I've been working on a personal project that handles multiple images, and I wanted to streamline the image generation workflow. The repetitive cycle of generating images in a separate tool, downloading them, and integrating them into code was becoming tedious.
That's when Google's newly announced Gemini 2.5 Flash Image, released on August 26, 2025, caught my eye. This is the model internally known as "nano-banana". After experimenting with it, I found that while prompt engineering is still necessary, it generates images that fit my use cases quite well with reasonable accuracy.
https://developers.googleblog.com/en/introducing-gemini-2-5-flash-image/
I realized integrating this into my development environment (Claude Code) would significantly improve my workflow, so I decided to build an MCP server. In this post, I'll share my experience implementing an MCP server using Gemini 2.5 Flash Image.
Why nano-banana Caught My Interest
In my personal project, I regularly need to create sample images showing the same character in different situations or combining multiple image elements. Traditional image generation AI would subtly change character appearances between prompts or fail to edit images as intended. While these are just samples and imperfection is acceptable, having consistent quality from the sample stage definitely improves the overall product quality.
What particularly intrigued me about nano-banana was its promise of maintaining character consistency across different scenes, along with its ability to leverage Gemini's real-world knowledge for more contextually appropriate images. These features seemed perfect for my needs.
Why I Chose to Implement It as an MCP Server
For those unfamiliar, MCP stands for Model Context Protocol – a standardized protocol for host applications (Claude Code in this case) to communicate with servers (data sources or tools). Since I had already built an MCP before and knew the process, creating one for Claude Code was the obvious choice.
Let's Try It Out!
I'll use Claude Code's MCP configuration as an example. This MCP can be used with any MCP-compatible tool, not just Claude Code – including Cursor and others.
Note (Aug 31, 2025): Updated to use the npm package directly for easier installation.

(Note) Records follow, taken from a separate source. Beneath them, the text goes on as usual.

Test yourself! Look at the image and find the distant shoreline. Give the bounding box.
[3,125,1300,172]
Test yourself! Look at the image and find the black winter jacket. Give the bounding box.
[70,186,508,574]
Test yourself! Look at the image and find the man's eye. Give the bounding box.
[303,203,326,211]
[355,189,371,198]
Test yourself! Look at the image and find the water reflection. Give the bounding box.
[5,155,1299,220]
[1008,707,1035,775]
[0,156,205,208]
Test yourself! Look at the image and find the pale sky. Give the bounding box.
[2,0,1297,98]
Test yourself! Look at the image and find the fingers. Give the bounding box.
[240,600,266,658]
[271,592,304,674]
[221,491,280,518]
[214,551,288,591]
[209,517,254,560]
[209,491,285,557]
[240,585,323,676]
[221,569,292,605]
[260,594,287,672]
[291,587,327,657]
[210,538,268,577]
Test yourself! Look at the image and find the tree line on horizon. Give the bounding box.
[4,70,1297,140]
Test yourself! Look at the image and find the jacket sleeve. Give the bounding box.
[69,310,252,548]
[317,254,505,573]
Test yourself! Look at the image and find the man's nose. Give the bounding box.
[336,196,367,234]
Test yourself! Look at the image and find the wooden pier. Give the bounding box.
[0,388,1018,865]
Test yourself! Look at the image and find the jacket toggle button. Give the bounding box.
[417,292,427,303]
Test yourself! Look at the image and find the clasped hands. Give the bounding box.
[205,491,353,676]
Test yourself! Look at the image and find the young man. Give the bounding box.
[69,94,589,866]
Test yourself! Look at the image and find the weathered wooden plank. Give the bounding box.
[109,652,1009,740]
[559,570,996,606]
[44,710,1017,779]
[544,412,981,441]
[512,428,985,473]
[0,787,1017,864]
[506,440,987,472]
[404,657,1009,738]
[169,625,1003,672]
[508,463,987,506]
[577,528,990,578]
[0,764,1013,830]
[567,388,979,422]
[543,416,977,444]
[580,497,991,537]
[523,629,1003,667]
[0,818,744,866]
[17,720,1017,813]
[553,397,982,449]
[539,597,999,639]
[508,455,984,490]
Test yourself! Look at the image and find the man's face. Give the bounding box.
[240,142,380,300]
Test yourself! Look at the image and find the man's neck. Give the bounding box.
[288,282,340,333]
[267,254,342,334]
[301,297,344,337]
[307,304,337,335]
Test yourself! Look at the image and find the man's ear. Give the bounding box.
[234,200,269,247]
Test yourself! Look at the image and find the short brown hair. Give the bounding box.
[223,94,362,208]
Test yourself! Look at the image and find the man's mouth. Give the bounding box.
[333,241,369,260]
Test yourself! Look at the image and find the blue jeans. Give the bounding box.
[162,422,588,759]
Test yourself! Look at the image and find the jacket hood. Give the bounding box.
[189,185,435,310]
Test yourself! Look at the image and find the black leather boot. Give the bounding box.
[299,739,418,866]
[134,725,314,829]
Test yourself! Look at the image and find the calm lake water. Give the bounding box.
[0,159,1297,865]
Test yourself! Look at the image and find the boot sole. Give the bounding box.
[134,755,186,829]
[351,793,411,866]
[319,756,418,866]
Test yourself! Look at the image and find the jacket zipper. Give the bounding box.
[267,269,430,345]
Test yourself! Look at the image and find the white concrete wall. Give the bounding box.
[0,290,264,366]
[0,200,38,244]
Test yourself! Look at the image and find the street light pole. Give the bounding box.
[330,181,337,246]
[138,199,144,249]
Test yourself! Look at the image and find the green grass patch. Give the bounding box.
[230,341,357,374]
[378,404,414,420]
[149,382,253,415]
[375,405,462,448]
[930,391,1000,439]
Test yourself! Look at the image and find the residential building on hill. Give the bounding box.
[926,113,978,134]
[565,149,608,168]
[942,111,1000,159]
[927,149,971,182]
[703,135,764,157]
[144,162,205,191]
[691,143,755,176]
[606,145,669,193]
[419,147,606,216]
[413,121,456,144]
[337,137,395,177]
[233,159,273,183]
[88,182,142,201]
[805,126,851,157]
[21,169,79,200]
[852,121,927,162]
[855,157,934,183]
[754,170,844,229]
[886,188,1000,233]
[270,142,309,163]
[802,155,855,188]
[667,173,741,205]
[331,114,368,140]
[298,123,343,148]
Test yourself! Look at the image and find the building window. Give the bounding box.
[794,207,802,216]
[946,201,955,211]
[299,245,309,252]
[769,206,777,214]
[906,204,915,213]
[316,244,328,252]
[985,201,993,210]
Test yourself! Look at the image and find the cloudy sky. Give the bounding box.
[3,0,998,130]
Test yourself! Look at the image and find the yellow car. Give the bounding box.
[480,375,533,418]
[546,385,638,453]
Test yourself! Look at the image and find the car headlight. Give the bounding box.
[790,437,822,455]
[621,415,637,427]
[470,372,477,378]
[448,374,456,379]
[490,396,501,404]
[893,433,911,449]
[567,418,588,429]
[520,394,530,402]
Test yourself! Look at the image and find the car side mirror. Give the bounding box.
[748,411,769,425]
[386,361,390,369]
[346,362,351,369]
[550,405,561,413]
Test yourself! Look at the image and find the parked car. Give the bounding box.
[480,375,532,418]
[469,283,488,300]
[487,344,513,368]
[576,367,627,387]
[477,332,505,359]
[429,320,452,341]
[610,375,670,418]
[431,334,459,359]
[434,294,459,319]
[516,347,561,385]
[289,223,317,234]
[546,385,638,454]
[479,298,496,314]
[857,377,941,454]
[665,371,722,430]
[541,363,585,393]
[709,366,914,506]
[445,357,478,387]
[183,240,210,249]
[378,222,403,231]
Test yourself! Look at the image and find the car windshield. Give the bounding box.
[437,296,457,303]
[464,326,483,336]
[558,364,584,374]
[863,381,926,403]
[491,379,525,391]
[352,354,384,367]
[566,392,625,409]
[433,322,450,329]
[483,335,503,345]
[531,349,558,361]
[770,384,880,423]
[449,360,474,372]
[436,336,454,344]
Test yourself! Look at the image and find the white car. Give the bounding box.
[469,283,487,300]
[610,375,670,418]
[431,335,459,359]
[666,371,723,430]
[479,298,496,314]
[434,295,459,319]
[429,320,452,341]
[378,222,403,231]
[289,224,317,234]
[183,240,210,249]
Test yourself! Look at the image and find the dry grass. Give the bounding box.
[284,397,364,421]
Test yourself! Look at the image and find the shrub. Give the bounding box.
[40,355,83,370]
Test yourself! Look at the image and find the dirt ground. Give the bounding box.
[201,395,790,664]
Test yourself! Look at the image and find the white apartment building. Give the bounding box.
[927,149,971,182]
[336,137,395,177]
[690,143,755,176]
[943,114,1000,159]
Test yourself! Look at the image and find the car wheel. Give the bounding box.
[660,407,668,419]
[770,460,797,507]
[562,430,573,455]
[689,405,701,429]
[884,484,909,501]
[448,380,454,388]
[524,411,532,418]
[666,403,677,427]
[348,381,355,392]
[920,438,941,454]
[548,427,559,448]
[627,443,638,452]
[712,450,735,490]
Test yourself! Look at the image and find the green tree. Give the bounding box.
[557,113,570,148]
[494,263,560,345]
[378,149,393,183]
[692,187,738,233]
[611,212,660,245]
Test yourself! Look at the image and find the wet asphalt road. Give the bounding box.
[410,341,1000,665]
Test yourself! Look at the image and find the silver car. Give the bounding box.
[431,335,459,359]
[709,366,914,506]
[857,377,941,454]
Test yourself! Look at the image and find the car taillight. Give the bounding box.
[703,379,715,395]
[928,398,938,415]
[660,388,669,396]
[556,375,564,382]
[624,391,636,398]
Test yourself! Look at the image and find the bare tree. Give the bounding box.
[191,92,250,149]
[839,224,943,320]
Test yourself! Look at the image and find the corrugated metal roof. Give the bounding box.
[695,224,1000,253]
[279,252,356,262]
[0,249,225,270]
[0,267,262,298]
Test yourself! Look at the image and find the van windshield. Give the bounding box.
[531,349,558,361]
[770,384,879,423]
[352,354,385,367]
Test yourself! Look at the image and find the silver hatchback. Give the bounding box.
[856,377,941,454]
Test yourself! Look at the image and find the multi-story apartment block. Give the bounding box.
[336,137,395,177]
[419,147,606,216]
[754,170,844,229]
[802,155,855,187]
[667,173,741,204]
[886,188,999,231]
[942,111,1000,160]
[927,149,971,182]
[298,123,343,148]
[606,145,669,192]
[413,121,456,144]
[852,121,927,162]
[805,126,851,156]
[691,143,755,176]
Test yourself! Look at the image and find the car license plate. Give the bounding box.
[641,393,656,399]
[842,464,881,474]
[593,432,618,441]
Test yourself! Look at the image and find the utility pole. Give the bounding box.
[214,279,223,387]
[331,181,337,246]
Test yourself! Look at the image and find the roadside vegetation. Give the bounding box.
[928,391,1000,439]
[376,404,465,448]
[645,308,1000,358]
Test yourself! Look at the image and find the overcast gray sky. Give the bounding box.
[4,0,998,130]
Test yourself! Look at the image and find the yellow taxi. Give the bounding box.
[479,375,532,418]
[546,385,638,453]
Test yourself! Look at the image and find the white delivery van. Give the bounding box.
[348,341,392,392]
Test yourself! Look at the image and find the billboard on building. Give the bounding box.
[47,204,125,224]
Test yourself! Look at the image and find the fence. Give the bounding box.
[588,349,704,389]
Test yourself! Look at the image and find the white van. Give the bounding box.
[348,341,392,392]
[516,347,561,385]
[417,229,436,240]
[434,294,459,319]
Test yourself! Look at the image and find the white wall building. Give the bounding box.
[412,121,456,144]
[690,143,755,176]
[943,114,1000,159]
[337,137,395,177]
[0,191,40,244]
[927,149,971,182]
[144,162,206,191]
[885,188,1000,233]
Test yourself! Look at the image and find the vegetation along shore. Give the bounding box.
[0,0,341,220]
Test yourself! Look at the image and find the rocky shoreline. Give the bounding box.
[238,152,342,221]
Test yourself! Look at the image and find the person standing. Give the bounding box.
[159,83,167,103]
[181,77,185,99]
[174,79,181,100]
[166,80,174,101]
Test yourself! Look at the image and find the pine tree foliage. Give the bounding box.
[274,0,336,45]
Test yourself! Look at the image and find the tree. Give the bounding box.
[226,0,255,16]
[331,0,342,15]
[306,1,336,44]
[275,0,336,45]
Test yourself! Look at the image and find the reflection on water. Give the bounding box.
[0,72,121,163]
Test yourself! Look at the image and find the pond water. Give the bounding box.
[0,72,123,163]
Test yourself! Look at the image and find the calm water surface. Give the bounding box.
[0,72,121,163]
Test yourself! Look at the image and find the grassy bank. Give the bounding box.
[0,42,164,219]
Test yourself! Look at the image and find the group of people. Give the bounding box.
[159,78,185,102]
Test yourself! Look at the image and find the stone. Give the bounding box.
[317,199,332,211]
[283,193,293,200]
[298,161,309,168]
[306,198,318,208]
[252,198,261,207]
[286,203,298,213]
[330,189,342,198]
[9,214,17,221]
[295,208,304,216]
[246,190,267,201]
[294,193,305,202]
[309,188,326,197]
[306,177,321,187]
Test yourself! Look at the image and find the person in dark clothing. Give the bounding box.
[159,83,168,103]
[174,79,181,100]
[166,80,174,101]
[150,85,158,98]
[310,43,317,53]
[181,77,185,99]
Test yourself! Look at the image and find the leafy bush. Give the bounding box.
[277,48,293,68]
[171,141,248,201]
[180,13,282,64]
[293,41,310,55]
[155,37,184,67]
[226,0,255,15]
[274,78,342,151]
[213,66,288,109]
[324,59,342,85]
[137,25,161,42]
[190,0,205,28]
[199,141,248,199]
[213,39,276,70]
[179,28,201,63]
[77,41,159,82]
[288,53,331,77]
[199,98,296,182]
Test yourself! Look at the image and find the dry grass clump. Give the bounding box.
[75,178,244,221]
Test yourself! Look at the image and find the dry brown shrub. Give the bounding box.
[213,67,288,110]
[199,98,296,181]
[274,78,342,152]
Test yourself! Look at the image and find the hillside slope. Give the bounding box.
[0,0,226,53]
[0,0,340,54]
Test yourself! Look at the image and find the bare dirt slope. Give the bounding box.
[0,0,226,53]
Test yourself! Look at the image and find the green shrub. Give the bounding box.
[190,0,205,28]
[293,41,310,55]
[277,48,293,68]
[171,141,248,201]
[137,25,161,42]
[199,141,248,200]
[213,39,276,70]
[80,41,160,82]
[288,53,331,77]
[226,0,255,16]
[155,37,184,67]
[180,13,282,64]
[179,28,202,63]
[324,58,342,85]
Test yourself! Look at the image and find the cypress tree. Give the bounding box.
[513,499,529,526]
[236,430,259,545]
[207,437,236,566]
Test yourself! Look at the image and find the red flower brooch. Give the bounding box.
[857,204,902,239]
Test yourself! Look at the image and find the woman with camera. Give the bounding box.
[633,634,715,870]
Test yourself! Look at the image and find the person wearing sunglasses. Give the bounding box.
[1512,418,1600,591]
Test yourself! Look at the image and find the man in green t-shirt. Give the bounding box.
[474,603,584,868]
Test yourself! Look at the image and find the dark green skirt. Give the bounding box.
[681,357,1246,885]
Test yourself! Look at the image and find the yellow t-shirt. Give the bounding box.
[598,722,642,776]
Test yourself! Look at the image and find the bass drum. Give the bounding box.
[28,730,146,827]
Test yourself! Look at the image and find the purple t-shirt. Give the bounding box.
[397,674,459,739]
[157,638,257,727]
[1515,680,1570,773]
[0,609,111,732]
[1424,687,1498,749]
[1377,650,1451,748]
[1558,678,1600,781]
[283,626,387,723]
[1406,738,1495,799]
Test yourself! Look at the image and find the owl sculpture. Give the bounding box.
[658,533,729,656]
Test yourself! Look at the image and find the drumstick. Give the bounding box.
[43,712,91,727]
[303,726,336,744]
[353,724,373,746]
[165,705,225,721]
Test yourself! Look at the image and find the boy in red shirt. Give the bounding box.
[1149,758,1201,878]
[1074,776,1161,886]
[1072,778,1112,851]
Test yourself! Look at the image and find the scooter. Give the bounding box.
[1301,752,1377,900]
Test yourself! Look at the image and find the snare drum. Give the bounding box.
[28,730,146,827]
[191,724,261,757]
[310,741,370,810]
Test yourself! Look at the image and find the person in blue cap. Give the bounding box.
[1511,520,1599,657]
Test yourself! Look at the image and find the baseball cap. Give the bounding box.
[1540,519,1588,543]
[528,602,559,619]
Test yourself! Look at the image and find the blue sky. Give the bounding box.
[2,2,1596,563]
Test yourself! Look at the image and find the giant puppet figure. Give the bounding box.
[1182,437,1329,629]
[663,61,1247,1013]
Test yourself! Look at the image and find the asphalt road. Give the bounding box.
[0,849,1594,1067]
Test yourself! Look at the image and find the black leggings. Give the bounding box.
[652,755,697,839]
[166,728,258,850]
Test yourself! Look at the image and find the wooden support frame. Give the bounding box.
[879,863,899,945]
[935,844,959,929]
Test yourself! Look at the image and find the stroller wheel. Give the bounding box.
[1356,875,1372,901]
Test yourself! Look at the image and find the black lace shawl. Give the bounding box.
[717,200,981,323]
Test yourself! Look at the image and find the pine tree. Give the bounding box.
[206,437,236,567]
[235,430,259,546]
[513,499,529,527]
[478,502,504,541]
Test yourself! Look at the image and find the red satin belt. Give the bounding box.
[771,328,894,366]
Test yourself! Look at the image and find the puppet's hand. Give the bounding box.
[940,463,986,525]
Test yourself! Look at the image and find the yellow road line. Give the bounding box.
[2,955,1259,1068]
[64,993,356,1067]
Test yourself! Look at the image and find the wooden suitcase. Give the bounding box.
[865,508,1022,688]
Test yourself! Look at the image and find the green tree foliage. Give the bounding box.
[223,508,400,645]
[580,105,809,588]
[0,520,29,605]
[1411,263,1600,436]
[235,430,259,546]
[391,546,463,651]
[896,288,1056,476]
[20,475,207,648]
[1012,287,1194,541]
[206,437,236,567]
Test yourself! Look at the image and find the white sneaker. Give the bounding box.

For Claude Code, add the MCP like this:
% cd /path/to/project
% claude mcp add mcp-image --env GEMINI_API_KEY=new-key --env IMAGE_OUTPUT_DIR=/path/to/project -- npx -y mcp-image
For GUI tools like Claude Desktop, add the following to your MCP configuration JSON file:
{
"mcpServers": {
"mcp-image": {
"command": "npx",
"args": ["-y", "mcp-image"],
"env": {
"GEMINI_API_KEY": "your-api-key",
"IMAGE_OUTPUT_DIR": "/path/to/project/images"
}
}
}
}
Set IMAGE_OUTPUT_DIR
to the absolute path where you want the generated images to be saved.
Configuration Notes (Getting Your API Key)
Generate your API key from Google AI Studio:
https://aistudio.google.com/
You can create your API key here and optionally link it to Google Cloud.
Set the obtained API key as GEMINI_API_KEY
.
Actual Results
Let's regenerate this original image created by Canva AI:
It keeps the same tone but shifts the character's gaze to the left! (Well, technically it's to the right from our point of view, but close enough!)
The Appeal of nano-banana
At $0.039 per image, it's quite affordable considering the quality. Being specialized for image generation, when you provide appropriate prompts and leverage the API's features, it tends to generate images that match expectations well. Since it's still in preview, I see great potential as accuracy improves and features expand.
Practical Examples of New API Features
This MCP leverages three key features:
- maintainCharacterConsistency → Ensures the same character appearance across different scenes
- blendImages → Naturally combines input images with generated content
- useWorldKnowledge → Applies real-world knowledge for contextually accurate images
These features are exposed as tool parameters, so the LLM can decide when to enable them and adjust prompts accordingly.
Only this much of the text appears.